The Republicans do have a deep bench, at least compared to the Democrats.  In fact the Democrat’s bench consists of one person, Hillary Clinton.  If she gets sick, the Dems are in trouble for 2016. But the Republican’s bench consists of establishment types that are anathema to the base of the party, like Jeb Bush, and social conservative types that are anathema to the establishment like Mike Huckabee. The converged area on the Venn diagram of candidates that both the base and establishment can live with is almost as limited as the Democrats presidential bench.
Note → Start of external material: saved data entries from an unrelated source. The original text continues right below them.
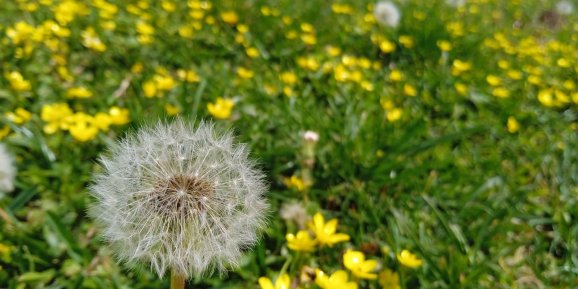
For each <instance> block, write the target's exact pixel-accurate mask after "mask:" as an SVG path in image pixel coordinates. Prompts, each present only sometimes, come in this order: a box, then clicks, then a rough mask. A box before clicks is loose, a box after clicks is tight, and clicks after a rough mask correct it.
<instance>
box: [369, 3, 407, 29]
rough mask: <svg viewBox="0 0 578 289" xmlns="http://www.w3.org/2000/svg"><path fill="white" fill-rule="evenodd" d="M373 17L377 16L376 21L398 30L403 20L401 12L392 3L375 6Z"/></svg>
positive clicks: (378, 22) (392, 3) (381, 4)
mask: <svg viewBox="0 0 578 289" xmlns="http://www.w3.org/2000/svg"><path fill="white" fill-rule="evenodd" d="M373 15H374V16H375V20H376V21H377V22H378V23H379V24H381V25H385V26H389V27H391V28H396V27H397V26H398V25H399V21H400V20H401V12H400V11H399V9H398V8H397V6H395V4H393V2H390V1H382V2H379V3H377V4H376V5H375V10H374V11H373Z"/></svg>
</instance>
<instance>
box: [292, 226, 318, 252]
mask: <svg viewBox="0 0 578 289" xmlns="http://www.w3.org/2000/svg"><path fill="white" fill-rule="evenodd" d="M285 239H287V247H289V249H291V250H295V251H303V252H311V251H313V250H315V245H317V241H316V240H314V239H311V236H310V235H309V232H307V231H305V230H301V231H299V232H297V235H293V234H287V235H286V236H285Z"/></svg>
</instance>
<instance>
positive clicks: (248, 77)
mask: <svg viewBox="0 0 578 289" xmlns="http://www.w3.org/2000/svg"><path fill="white" fill-rule="evenodd" d="M237 75H238V76H239V77H240V78H243V79H250V78H253V76H255V72H253V70H250V69H247V68H244V67H239V68H237Z"/></svg>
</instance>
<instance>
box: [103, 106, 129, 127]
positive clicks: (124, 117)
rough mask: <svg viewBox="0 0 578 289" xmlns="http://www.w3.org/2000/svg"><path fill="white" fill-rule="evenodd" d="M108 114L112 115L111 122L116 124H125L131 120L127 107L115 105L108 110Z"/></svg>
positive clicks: (110, 120)
mask: <svg viewBox="0 0 578 289" xmlns="http://www.w3.org/2000/svg"><path fill="white" fill-rule="evenodd" d="M108 115H109V116H110V122H111V123H112V124H114V125H123V124H127V123H129V121H130V118H129V115H130V113H129V111H128V109H126V108H120V107H118V106H113V107H111V108H110V109H109V110H108Z"/></svg>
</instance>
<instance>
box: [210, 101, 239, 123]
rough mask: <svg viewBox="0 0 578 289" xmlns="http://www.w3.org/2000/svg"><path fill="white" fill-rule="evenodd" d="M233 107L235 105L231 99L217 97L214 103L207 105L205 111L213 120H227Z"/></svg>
mask: <svg viewBox="0 0 578 289" xmlns="http://www.w3.org/2000/svg"><path fill="white" fill-rule="evenodd" d="M233 106H235V103H234V102H233V100H232V99H229V98H222V97H217V100H216V101H215V102H214V103H209V104H207V110H208V111H209V113H210V114H211V115H212V116H213V117H214V118H218V119H227V118H229V117H230V116H231V111H232V110H233Z"/></svg>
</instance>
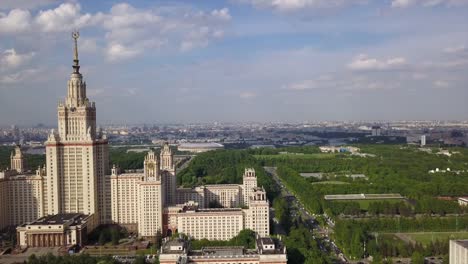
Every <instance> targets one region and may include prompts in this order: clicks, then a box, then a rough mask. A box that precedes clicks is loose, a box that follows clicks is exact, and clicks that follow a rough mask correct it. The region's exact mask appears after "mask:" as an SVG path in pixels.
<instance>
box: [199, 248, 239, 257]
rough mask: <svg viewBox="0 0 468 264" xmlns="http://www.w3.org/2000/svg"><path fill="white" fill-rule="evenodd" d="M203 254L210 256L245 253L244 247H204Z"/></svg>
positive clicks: (231, 255)
mask: <svg viewBox="0 0 468 264" xmlns="http://www.w3.org/2000/svg"><path fill="white" fill-rule="evenodd" d="M201 254H202V255H210V256H240V255H244V247H236V246H233V247H204V248H202V250H201Z"/></svg>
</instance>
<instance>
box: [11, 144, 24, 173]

Walker’s major problem with the base is his immigration position.  Walker has tried to be cagey and hold every position on the issue at once.  He has both supported a path to citizenship and made vague comments about fixing the system.”  However the fixing doesn’t seem to include border security or a wall.  In other words, he’s a pro amnesty open borders type, which should please the establishment wing.  Although I would love to make amnesty a disqualifier, the fact is there are no, I mean zero commonly mentioned Republican potential 2016 candidates that oppose amnesty.
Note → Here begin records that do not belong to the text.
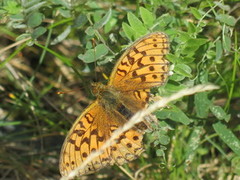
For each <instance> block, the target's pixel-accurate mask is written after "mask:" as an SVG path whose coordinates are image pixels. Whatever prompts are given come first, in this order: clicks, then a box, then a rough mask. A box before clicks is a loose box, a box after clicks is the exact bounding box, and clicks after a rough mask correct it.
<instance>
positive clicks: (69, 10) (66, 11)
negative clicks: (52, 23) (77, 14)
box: [58, 8, 71, 18]
mask: <svg viewBox="0 0 240 180" xmlns="http://www.w3.org/2000/svg"><path fill="white" fill-rule="evenodd" d="M58 10H59V13H60V14H61V15H62V16H63V17H65V18H70V17H71V11H70V10H68V9H63V8H59V9H58Z"/></svg>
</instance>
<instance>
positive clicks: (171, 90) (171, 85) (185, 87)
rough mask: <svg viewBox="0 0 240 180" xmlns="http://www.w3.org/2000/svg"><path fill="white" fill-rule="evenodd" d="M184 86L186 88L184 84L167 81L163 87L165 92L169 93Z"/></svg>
mask: <svg viewBox="0 0 240 180" xmlns="http://www.w3.org/2000/svg"><path fill="white" fill-rule="evenodd" d="M184 88H186V86H185V85H184V84H172V83H167V84H166V86H165V88H164V89H165V90H166V92H169V94H171V93H175V92H178V91H180V90H182V89H184Z"/></svg>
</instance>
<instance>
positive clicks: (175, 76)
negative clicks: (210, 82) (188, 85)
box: [169, 73, 185, 82]
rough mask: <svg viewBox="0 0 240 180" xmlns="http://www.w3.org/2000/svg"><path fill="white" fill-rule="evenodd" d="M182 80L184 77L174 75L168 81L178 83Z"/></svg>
mask: <svg viewBox="0 0 240 180" xmlns="http://www.w3.org/2000/svg"><path fill="white" fill-rule="evenodd" d="M184 78H185V76H182V75H180V74H176V73H174V74H173V75H172V76H170V78H169V79H171V80H173V81H176V82H178V81H182V80H183V79H184Z"/></svg>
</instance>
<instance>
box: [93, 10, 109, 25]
mask: <svg viewBox="0 0 240 180" xmlns="http://www.w3.org/2000/svg"><path fill="white" fill-rule="evenodd" d="M111 16H112V9H109V11H108V12H107V13H106V14H105V16H103V18H102V19H100V20H99V21H98V22H97V23H95V24H94V25H93V28H94V29H100V28H102V27H103V26H104V25H105V24H107V22H108V21H109V19H110V17H111Z"/></svg>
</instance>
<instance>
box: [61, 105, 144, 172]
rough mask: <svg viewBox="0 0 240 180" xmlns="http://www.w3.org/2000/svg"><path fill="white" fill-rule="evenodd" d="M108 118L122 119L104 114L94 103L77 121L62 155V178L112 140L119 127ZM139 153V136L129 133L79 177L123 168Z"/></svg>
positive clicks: (120, 138)
mask: <svg viewBox="0 0 240 180" xmlns="http://www.w3.org/2000/svg"><path fill="white" fill-rule="evenodd" d="M110 117H115V119H122V118H123V117H121V116H120V115H119V117H118V114H117V113H116V114H114V115H112V114H111V112H106V111H105V109H104V108H103V107H102V106H101V105H99V103H98V101H96V102H94V103H93V104H92V105H90V106H89V107H88V108H87V109H86V110H85V111H84V112H83V113H82V115H81V116H80V117H79V118H78V119H77V120H76V122H75V123H74V125H73V126H72V129H71V130H70V131H69V134H68V136H67V138H66V139H65V142H64V144H63V147H62V151H61V157H60V172H61V174H62V176H66V175H68V174H69V173H70V172H71V171H72V170H74V169H75V168H77V167H78V166H79V165H81V164H82V162H83V161H84V160H85V159H86V158H87V157H88V156H89V154H90V153H91V152H93V151H96V150H98V149H99V148H100V147H101V146H102V145H103V144H104V143H105V142H106V140H108V139H109V138H110V137H111V135H112V133H113V132H114V130H116V129H117V128H118V127H119V126H121V124H120V123H119V122H118V121H117V120H114V119H111V118H110ZM125 121H126V120H125ZM142 151H143V147H142V134H141V133H139V132H138V131H137V130H133V129H131V130H128V131H126V132H125V133H123V134H121V135H120V136H119V137H118V138H117V139H116V143H115V144H113V145H112V146H110V147H109V148H107V149H105V150H104V152H103V153H102V154H101V155H100V156H98V157H96V158H95V159H93V160H92V161H91V162H90V163H89V164H87V166H86V167H85V168H84V169H83V170H80V171H79V172H78V174H79V175H83V174H89V173H93V172H95V171H97V170H99V169H101V168H103V167H105V166H108V165H113V164H115V163H116V164H118V165H122V164H124V163H126V162H128V161H131V160H133V159H135V158H136V157H137V156H139V155H140V154H141V153H142Z"/></svg>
In any case if Walker does enter the race, he’ll have to quit being cagy about immigration and speak directly to the issue.

But immigration isn’t even his biggest problem yet.  When I made my prediction on Walker last year, it was based on the idea that the talking heads and establishment media wouldn’t pay any attention to Walker until at least the Iowa Caucuses. But the results of the Kansas straw poll show that plenty of other Republicans were thinking along the same lines as I was.  The media has rediscovered Walker this week and they will remember in short order that they despise him. Walker is like Sarah Palin and Allen West combined, with a little Tom DeLay sprinkled on top. It’s too bad he couldn’t have flown under the radar a while longer, but if there is one Republican who knows how to fight back, it’s Scott Walker.